GMCI generates an antitumor immune system response through local delivery of an adenoviral vector expressing the herpes simplex virus (HSV)-tk gene (AdV-tk) during surgery, followed by the orally administered antiherpetic prodrug valacyclovir.
The phase II trial assessed overall survival (OS) associated with SOC plus GMCI, compared to a matched-control group receiving only SOC. “From 2006 to 2010, 48 patients completed SOC plus GMCI and 134 patients were matched from the SOC-only cohort,” Dr. Chiocca reported. “There were no dose-limiting toxicities. Fever, fatigue, and headache were the most common GMCI-related symptoms.”

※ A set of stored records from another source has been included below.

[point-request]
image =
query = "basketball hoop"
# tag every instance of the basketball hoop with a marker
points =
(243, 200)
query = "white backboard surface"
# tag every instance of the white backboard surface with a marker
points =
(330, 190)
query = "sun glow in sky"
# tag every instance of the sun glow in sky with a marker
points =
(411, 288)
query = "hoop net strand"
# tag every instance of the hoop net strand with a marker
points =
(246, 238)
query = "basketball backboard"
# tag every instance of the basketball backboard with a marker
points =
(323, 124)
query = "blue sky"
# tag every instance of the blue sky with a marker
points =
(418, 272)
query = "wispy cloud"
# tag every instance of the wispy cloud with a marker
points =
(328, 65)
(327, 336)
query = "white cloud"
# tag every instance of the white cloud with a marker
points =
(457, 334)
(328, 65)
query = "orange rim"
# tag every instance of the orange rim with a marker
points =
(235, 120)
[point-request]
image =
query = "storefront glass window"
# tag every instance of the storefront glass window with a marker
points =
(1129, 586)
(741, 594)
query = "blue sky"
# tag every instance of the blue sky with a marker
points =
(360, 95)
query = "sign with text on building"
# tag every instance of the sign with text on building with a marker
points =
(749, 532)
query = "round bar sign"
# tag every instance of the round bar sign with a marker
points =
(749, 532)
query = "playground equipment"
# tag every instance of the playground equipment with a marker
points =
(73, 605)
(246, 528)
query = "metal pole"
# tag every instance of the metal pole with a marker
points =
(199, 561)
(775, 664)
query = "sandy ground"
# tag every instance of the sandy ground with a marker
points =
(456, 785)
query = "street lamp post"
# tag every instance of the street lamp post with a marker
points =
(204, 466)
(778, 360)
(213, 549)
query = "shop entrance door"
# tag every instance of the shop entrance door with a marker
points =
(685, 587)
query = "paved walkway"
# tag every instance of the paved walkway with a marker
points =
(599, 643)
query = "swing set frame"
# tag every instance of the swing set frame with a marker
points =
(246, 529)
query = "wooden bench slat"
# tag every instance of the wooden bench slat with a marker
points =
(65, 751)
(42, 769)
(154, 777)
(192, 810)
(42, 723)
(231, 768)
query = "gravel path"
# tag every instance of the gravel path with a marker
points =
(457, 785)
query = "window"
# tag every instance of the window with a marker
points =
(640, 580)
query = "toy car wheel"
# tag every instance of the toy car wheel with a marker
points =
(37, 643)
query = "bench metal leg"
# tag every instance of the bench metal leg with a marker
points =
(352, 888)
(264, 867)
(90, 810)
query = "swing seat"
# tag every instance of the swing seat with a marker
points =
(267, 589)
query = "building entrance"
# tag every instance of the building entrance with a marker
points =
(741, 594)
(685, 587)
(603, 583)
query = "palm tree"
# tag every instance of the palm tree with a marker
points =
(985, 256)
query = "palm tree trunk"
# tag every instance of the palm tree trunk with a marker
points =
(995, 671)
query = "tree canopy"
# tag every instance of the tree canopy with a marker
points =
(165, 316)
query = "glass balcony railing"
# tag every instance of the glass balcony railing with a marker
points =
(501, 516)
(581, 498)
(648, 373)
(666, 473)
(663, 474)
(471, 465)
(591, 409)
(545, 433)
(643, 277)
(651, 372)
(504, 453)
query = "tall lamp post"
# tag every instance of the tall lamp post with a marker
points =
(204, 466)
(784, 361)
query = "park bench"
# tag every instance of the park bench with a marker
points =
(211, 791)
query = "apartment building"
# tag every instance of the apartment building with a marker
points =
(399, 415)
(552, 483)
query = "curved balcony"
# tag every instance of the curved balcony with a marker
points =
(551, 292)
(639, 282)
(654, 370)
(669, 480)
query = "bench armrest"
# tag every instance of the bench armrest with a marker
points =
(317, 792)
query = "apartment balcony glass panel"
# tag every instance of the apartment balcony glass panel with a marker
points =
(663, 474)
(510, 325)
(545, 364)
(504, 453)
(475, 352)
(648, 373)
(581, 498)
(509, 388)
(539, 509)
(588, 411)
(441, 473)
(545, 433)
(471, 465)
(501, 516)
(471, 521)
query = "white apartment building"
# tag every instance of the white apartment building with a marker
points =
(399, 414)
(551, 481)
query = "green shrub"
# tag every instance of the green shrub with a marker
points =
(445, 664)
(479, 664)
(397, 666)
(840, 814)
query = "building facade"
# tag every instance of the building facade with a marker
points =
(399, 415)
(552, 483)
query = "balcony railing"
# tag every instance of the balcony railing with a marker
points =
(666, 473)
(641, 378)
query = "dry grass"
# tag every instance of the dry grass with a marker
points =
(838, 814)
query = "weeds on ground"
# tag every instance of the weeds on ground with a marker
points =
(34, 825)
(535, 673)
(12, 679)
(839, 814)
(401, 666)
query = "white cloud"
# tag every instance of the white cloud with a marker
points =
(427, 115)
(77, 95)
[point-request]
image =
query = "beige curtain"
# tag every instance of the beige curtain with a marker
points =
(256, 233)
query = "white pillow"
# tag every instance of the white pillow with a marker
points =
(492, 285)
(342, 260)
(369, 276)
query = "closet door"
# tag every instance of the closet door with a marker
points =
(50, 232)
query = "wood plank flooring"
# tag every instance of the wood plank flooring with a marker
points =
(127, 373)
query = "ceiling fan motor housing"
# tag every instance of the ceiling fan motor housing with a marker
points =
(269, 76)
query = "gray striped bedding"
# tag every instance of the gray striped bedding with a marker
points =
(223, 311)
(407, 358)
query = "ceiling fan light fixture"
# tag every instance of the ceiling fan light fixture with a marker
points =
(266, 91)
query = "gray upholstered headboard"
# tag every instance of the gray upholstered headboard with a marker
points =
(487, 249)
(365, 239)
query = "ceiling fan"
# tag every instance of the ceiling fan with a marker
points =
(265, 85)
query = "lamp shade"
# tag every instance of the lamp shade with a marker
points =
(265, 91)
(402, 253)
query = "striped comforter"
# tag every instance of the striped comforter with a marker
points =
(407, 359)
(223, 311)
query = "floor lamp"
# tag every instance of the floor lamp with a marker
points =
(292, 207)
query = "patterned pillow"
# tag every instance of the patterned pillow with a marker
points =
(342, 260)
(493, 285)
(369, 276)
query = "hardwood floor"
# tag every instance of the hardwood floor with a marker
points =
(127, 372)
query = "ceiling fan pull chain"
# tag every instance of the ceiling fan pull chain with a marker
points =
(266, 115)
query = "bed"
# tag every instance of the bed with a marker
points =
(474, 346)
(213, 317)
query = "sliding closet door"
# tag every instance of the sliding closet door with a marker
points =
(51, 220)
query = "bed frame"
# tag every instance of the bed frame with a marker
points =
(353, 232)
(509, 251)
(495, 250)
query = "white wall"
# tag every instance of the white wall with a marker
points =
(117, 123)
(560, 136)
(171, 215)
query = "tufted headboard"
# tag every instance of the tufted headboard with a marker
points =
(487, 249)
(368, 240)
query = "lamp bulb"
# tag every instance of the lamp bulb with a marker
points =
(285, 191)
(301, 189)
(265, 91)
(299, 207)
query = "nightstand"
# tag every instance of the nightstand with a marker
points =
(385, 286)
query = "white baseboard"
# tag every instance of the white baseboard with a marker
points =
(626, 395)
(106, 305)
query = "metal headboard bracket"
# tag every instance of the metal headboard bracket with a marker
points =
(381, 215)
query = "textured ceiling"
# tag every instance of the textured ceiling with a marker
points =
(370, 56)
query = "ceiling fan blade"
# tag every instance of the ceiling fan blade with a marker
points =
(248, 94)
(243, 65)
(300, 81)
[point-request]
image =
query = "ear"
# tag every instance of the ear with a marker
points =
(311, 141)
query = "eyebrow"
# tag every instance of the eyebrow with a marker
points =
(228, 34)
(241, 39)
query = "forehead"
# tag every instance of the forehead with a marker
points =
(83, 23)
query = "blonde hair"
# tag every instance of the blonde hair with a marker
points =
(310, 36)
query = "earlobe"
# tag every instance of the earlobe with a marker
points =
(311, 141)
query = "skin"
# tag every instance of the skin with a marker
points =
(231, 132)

Median OS was 17.1 months for SOC plus GMCI patients and 13.5 months for the SOC-only control group, he reported (hazard ratio, 0.72 [95% confidence interval, 0.52-0.99]; P = .0417), a 27% relative improvement. “OS at 1-, 2-, and 3-years increased from 57%, 22%, and 8% to 67%, 35%, and 19%, respectively,” he reported. Improvement was mostly seen in patients that underwent gross total resection: median OS increased from 16.9 in the SOC-only group to 25 months in the SOC plus GMCI group (P = .049).
Progression-free survival saw a similar 25% relative improvement with the addition of GMCI to SOC: 8.1 vs 6.5 months (P = .010).
“These data strongly support further evaluation of GMCI for malignant gliomas,” Dr. Chiocca concluded.